Another year, and yet another wellness challenge. Will this year be any different from the last? What would it take to get to, and keep, a healthy weight? What do you now know that you did not know before? Keep in mind, that knowledge does not equal change. While changing behavior can be done, it requires substantial thought and effort. Wanting to change is not enough, needing to change is not enough, nor is having the knowledge of how to change.

To successfully change a deep-rooted habit, and create a new outcome here are "Three Steps to Successful Behavior Change," you must:
  • Want, need, and successfully attach that outcome to something that is deeply important to you. (i.e., a health scare, needing more energy for your family, winning a challenge at work)
  • Assess your habits, discover your triggers, and vulnerabilities, and have a solid plan to offset them. (i.e., lazy downtime after work, late night munchies, eating out, birthday parties, the break room at work, stopping at the convenience store for snacks, using the drive through, mindless eating)
  • Alter your environment to facilitate those changes and have a system of accountability to keep you on track. (i.e. pack a healthy lunch and nutritious snacks in your "user friendly" lunch bag, with water jug, pre-plan weekly meals and have ingredients on hand, de-junk your pantry, drawers at work and other places with unhealthy options, replace junk with healthier convenience foods, cut up fruits and veggies when you get home and put into individual baggies, for ease of grabbing on the go, use free tracking tools to easily track your food and exercise, find an exercise partner, manually log your steps/miles/calories)
  • Those who repeated fail at their efforts to make changes usually are missing one or more of the above steps.

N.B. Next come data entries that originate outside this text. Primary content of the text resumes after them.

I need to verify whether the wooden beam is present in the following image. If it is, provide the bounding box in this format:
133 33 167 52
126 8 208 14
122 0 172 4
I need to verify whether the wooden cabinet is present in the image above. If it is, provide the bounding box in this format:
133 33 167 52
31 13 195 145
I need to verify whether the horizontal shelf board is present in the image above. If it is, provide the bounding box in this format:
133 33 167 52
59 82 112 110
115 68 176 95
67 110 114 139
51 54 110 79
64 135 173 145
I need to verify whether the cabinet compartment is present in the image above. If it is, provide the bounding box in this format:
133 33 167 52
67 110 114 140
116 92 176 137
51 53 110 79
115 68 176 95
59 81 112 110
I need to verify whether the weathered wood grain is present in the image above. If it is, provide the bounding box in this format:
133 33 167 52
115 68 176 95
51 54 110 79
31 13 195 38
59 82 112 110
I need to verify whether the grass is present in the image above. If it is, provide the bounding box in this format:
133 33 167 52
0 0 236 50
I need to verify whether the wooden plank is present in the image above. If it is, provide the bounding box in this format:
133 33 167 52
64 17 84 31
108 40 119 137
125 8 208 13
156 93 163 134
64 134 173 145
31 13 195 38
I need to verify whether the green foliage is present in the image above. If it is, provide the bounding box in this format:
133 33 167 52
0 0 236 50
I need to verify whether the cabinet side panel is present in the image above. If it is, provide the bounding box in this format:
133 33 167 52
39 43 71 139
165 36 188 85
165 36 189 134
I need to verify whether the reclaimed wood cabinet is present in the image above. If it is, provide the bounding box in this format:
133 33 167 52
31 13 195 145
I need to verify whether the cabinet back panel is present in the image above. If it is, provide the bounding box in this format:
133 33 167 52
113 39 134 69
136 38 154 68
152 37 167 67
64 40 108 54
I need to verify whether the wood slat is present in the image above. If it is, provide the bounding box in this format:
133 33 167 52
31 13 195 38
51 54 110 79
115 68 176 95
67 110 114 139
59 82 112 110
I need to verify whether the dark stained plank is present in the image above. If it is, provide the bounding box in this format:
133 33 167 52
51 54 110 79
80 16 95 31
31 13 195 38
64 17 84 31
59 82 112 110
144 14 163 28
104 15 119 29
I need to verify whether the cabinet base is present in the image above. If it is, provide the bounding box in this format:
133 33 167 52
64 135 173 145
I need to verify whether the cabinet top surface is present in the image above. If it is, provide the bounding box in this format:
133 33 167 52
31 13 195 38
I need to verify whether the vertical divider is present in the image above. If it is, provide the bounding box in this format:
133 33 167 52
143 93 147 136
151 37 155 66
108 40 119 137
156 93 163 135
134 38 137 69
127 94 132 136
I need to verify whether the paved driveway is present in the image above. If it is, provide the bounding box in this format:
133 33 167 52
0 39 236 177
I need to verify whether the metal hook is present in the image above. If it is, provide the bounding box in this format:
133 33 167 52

Many people start off with a bang and end up with a whimper, because they try to make unrealistic changes without altering their environment to support those changes. Wherever you are in your health and weight loss efforts, you have created an environment that supports the behaviors that got you there. Without targeting that, your chances of long-term success are slim; pardon the pun.
Think about a drug addict, just out of rehab. Once they are put back in their old environment, with all the same temptations that caused them to "use," people they "used" with, and situations that made "using" possible, they often relapse. While their mindset has changed, their environment has not sufficiently changed to support that new mindset.

Yo-yo dieters face the same struggle as other addicts, except you must eat to live, which further complicates the recovery process. Being overweight signals that at some point, you have had an unhealthy relationship with food and/or activity. You have "used" food for purposes other than nutrition. (i.e., comfort, boredom, stress, anxiety, celebration). You also have a relationship with activity that is either not enough to offset your intake, is too sporadic, or is non-existent. These "basic life support habits" run deep and are difficult to change. They require a diet and exercise rehab!

Successful rehabers know that they must shake up old habits in order to support the new lifestyle they want to have. This means identifying some key factors: (Take out a blank sheet of paper and write your answers to these important questions).
  • Why do I need to make these changes? How will I be accountable and to whom?
  • What are the consequences of staying the same? How will not changing harm me?
  • When I am most vulnerable to use my substance/behavior of choice? What could I do to avoid, alter, or repurpose this period of time?
  • What situations trigger undesired behavior? What is my plan to act in a new way, when put in those situations?
  • Who enables me to do what I am trying NOT to do? How will I separate myself from them?
  • Who supports my efforts to live better? How can I spend more time with them?
  • What am I willing to do to create a different lifestyle? How do I plan to support these lifestyle changes?
  • What behaviors do I need to ADD to my life? How and when will I do them?
  • What behaviors do I need to SUBTRACT from my life? How do I plan to avoid or reduce them?
  • What are the biggest hurdles I face in following through with making changes? How do I plan to overcome them?
Answering these questions is only the start; it creates your Wellness Blueprint. The next step is to put your blueprint into action. By following the "Three Steps to Successful Behavior Change," you can successfully develop the healthy lifestyle that has eluded you in previous attempts.

They say CHANCE favors the prepared mind; well then, CHANGE favors prepared actions. The more you can do to plan for and prepare ahead of time to make your new lifestyle convenient to execute, the more success you will find. This year improve your chance to change by preparing the way for achievement.